Today is the last day of the “Battle of Lighthouse Point” Civil War Living History Camp and Reenactment hosted by the Dunkirk Historic Lighthouse and Veterans Park Museum on the lighthouse grounds. Along with drills, a church service, church social, a battle scene and surrender, one scenario yet to be played out today includes the discovery of a woman in the ranks.

Oddly enough, this is not that far removed from Chautauqua County’s history.

Recent research has rediscovered that one of the Dunkirk lighthouse keepers from 1874 to 1885 was not only a veteran himself, but so was his wife! She even received a pension, a much rarer occurrence at this time, with records showing it required a special act of Congress.

As anyone who does research knows, one thing often leads to another with unexpected results. It started simply enough when as a volunteer lighthouse tour guide I wanted to find out more about the children of the lighthouse keepers by using census records. Jo Ann Kaufman, a volunteer who works with Michelle Henry, the county historian, found many names. From this quest, we now know that Sarah Sinfield, buried in a simple grave at our own Forest Hill Cemetery, served alongside her husband, William, of Company E of the 72nd Regiment during the Civil War. Jo Anne and Michelle have acquired varied records from several sources, including the National Archives. It is a full story to be retold in rich detail in time to come because it is significant to our county’s history. In fact, it would be most appropriate to rededicate her grave with a veteran marker, complete with fife and drum music, as well as a monument for her at the lighthouse grounds. A brief stop at the Barker Museum with the help of assistants Dorothy and Mary using the phenomenal indexed books of Lois Barris and microfilm at the Dunkirk Library with the assistance of Judy, led to discovering an incredible account of Sarah’s life and service with a photo in the 1894 edition of the old time publication called The Grape Belt. In part it stated the following.

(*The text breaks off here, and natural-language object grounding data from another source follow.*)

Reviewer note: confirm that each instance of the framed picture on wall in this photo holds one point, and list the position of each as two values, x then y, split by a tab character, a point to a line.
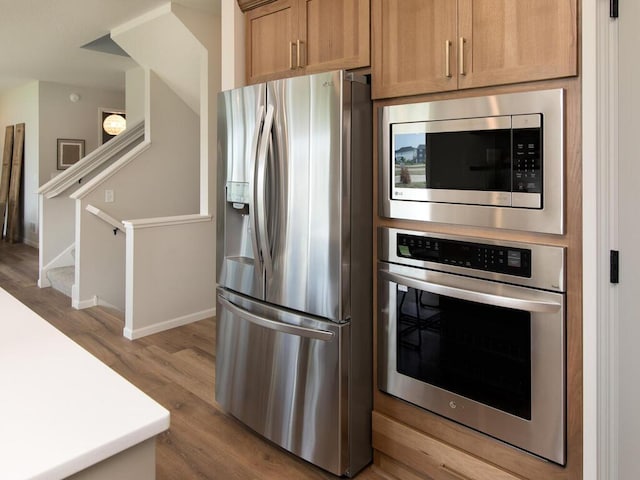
69	152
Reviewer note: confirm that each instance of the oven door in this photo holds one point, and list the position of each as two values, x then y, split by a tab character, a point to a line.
488	355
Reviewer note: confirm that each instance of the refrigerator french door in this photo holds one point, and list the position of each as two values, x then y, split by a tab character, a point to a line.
294	321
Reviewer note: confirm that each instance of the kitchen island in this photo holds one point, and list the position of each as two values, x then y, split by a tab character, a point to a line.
63	413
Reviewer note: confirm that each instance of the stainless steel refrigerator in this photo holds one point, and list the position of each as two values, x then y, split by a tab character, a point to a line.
294	265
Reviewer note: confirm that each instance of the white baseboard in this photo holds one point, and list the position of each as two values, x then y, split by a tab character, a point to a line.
81	304
31	243
135	333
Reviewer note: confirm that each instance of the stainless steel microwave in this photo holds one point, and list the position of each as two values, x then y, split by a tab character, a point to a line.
492	161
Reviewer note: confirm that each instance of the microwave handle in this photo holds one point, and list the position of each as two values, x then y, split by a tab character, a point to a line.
473	296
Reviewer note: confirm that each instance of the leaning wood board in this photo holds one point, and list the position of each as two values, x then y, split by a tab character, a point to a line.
5	175
13	215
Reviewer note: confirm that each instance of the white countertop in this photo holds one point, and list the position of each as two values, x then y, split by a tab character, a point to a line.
61	409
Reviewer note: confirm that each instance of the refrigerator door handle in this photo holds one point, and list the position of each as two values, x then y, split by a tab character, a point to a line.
252	199
261	177
324	335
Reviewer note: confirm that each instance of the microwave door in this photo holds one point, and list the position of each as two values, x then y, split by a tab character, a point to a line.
454	161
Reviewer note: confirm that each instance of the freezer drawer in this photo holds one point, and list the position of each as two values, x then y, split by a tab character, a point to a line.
285	375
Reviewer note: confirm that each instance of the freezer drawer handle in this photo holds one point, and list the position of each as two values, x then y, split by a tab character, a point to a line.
473	296
323	335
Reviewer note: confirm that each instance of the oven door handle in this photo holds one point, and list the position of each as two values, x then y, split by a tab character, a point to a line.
527	305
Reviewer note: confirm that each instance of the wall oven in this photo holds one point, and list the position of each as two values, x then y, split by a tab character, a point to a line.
493	161
474	330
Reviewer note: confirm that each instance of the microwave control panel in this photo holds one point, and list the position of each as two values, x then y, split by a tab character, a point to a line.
490	258
527	160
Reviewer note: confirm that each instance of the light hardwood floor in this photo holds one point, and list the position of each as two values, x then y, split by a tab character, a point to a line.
177	369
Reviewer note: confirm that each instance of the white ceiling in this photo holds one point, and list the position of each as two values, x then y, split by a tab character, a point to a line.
42	39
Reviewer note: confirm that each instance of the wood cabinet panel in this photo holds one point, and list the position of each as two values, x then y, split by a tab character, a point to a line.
427	46
270	31
296	37
336	34
410	53
509	41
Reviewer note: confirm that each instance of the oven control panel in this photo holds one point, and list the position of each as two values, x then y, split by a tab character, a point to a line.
478	256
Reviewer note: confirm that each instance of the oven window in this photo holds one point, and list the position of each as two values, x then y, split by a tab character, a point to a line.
479	351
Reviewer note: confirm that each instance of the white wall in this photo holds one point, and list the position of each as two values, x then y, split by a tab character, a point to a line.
21	105
134	95
628	200
62	118
233	63
48	114
168	274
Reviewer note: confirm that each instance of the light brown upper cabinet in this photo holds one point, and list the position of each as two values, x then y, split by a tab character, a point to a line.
296	37
425	46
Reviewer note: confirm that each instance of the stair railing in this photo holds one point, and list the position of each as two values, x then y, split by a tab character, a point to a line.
102	215
91	161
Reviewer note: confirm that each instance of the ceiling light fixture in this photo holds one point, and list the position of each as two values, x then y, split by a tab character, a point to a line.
114	124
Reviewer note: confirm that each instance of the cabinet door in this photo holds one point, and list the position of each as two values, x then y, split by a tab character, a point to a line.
413	47
509	41
271	35
335	34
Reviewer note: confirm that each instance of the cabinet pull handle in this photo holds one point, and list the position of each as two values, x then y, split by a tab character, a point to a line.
461	43
453	473
291	51
447	58
298	56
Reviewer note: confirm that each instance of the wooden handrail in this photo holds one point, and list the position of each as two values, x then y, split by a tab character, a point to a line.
88	163
116	224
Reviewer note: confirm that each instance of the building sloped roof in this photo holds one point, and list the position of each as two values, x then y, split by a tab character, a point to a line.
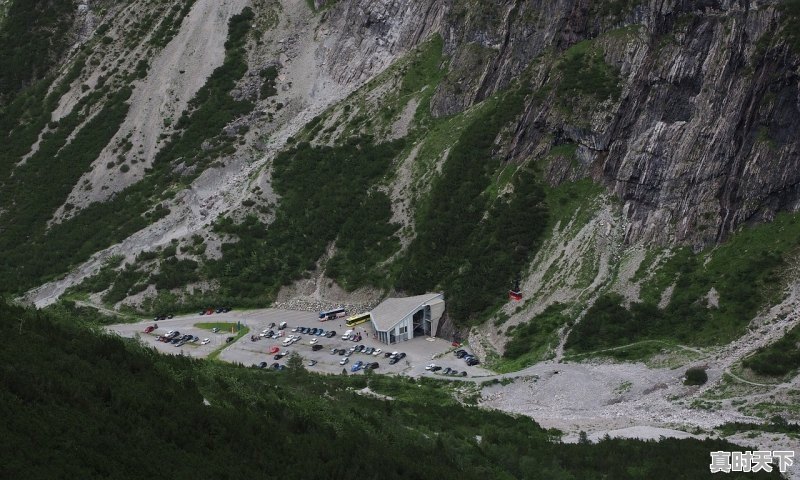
392	310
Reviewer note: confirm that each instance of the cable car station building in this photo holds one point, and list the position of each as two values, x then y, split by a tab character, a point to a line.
400	319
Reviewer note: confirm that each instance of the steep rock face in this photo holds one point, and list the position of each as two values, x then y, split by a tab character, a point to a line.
699	140
367	35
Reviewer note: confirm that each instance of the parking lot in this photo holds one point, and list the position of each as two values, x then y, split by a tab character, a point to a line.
419	351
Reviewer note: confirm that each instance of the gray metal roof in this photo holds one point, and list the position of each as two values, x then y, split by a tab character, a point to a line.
392	310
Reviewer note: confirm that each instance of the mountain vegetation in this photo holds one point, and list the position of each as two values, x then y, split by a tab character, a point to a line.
69	388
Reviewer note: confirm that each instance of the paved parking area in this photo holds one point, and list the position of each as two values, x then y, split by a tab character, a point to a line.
419	351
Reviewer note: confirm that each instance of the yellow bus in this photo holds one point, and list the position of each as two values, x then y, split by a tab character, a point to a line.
358	319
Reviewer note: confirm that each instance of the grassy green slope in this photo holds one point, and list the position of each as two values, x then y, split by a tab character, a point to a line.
84	405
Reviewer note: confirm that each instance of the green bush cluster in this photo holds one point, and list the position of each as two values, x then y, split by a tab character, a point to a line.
33	254
475	259
269	76
779	358
696	376
585	72
68	385
537	334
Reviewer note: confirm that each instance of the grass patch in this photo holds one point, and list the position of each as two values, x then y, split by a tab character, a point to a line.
744	272
585	73
781	358
533	341
117	389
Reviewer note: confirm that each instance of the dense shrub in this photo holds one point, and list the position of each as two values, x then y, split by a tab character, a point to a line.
67	385
779	358
696	376
475	259
536	335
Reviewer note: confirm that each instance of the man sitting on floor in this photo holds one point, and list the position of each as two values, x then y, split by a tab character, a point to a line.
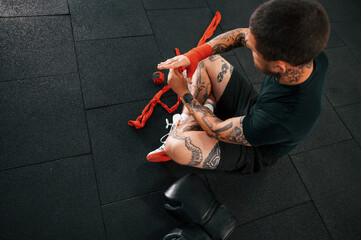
249	130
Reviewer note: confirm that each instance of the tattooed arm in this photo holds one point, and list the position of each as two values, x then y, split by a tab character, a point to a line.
229	40
230	130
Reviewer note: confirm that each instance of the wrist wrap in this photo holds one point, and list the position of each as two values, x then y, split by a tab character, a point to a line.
196	55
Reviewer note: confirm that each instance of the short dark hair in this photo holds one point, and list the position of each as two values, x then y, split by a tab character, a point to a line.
294	31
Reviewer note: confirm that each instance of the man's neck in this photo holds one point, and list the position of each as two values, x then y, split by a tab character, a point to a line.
295	75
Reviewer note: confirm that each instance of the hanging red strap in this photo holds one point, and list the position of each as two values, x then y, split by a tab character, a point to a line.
211	28
148	110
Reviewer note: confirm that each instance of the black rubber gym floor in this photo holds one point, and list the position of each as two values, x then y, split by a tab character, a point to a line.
72	73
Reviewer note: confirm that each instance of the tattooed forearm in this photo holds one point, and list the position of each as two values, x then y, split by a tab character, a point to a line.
197	156
212	161
230	130
225	68
236	135
214	57
229	40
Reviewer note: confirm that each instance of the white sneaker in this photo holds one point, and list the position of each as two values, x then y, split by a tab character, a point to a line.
159	155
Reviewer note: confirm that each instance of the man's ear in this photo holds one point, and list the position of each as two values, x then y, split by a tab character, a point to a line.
281	66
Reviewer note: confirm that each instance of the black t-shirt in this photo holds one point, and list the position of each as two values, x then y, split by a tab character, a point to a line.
285	114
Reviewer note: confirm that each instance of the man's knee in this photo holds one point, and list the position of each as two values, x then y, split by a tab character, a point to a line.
173	148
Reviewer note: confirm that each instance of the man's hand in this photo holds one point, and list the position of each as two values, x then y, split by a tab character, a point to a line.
175	62
177	82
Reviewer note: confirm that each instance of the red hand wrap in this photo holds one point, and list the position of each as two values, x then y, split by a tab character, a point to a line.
196	55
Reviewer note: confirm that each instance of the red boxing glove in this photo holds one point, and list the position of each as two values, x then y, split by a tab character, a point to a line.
196	55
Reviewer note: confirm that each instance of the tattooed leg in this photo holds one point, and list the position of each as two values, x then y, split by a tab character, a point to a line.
192	148
219	72
201	85
212	161
189	125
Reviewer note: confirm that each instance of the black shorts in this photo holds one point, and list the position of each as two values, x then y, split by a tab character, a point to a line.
237	100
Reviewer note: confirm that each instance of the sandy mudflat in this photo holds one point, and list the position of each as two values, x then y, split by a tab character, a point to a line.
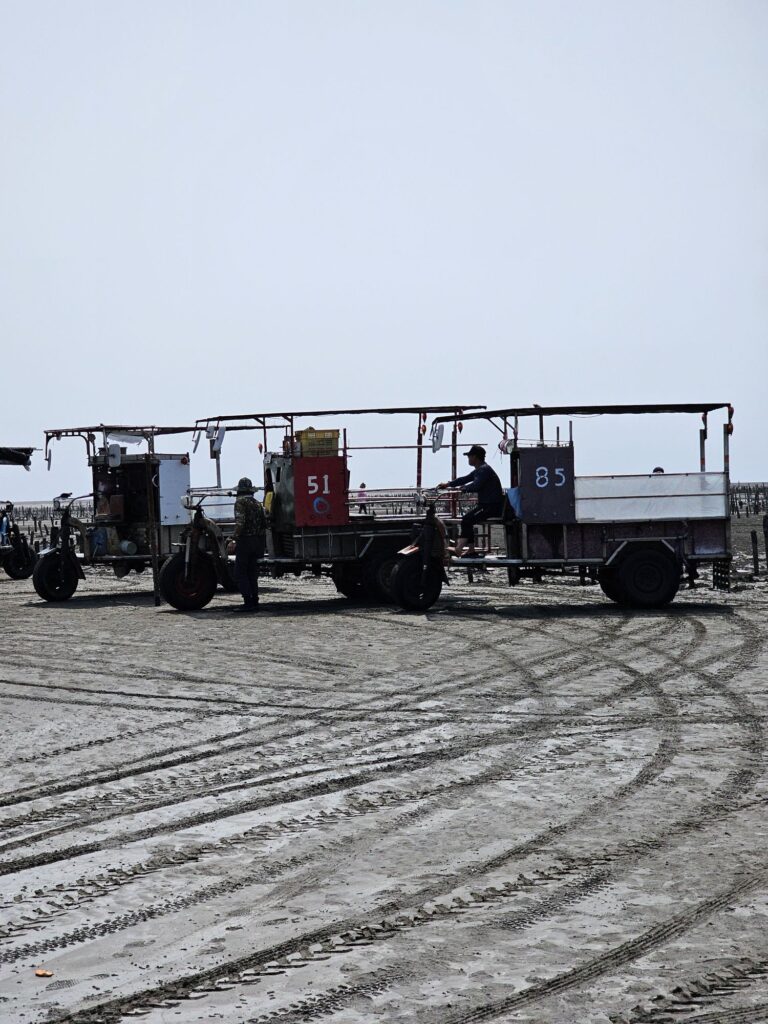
525	805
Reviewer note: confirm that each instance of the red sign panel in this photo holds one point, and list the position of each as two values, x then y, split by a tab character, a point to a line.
321	491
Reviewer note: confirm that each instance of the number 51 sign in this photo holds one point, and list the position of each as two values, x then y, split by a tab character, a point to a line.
321	491
546	480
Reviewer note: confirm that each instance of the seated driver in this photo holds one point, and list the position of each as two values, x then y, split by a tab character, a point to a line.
483	482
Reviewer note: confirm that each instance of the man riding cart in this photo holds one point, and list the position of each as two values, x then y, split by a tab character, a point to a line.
636	534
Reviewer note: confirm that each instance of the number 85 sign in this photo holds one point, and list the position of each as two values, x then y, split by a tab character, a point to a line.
546	479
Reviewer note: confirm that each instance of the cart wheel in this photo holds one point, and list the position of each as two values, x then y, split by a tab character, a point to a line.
187	592
19	562
608	580
348	582
407	584
54	579
648	579
377	577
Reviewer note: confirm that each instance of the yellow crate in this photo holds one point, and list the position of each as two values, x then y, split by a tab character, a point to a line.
314	442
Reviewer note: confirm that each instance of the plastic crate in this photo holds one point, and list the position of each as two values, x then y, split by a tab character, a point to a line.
314	442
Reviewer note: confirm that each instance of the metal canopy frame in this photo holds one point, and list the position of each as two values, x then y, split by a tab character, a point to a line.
286	421
542	412
15	456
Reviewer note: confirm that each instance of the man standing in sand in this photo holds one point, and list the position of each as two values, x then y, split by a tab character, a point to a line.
249	540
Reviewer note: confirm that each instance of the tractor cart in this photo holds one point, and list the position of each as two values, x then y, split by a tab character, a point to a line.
639	536
316	521
138	515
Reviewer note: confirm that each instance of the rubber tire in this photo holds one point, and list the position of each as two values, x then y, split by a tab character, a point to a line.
187	595
16	569
377	577
348	581
47	582
648	579
610	586
406	583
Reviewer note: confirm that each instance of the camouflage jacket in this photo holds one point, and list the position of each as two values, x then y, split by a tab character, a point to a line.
249	517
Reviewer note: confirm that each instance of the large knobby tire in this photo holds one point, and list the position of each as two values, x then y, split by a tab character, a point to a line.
187	591
407	584
648	579
610	586
377	576
19	562
348	581
54	579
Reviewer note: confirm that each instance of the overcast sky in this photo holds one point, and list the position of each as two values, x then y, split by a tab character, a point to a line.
224	206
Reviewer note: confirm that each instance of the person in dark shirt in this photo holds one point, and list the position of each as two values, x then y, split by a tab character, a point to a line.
483	482
249	540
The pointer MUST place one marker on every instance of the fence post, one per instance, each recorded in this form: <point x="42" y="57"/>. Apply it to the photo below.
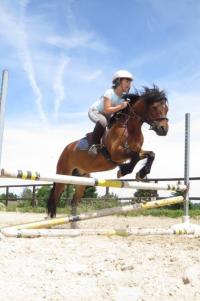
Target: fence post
<point x="7" y="194"/>
<point x="2" y="107"/>
<point x="187" y="167"/>
<point x="33" y="197"/>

“Mrs. Sinfield, a woman who followed the fortunes of the 3rd Regiment, Excelsior Brigade from Williamsburg to Gettysburg had a better knowledge of hardships and suffering incident to the life of a soldier than any woman in Western NY. In 1861, when the call came for soldiers to defend the Union from destruction by its own children of the south, William Sinfield enlisted for three years as a private in Company E, 72nd Regiment, New York Volunteers. In July of 1861, Mrs. Sinfield received permission to accompany her husband. She was with the regiment at the battles of Williamsburg, Peach Orchard, Fair Oaks, Seven Pines, the second battle of Malvern Hill, Chantilly, Fredericksburg, Chancellorsville, and Gettysburg. At each of these battles, she aided in caring for the sick and wounded and made herself useful in various ways without having any better accommodations than were furnished the soldiers. On the march she often carried her husband’s gun and knapsack when he was unable to carry them himself.”

Sarah’s story includes her nursing duties after her husband was wounded on July 2, 1863 at the battle of Gettysburg. She was respected by all the soldiers and had a notable funeral in 1894 with all due honors at the cemetery, complete with many notable guests, the sounding of the bugle with reveille and taps, and the carrying of “the old battle flag of the 72nd Regiment under which the deceased marched in the war time.” Interestingly, although Sarah’s husband William was the listed name of the assistant lighthouse keeper, it has been discovered through recent research that his wound from Gettysburg was so severe that long after the war he had a patella that never healed and was described as an “open running wound.” A lighthouse tour quickly leads to the assumption that Sarah most likely completed the duties due to the strenuous nature of the work required – just more evidence of her resolute nature.

Make it a good week and look for more to come on Sarah’s life story and the day when as promised in 1894, we once again “strew her grave with flowers and place above her head the flag she loved.” See history come alive and come to the camp today for the Civil War period church service (10:30 a.m.), church social (11:30 a.m.), safety inspection (1:30 p.m.), weapons demonstration/battle scenario (2 p.m.), surrender (3 p.m.), and camp closing (4 p.m.).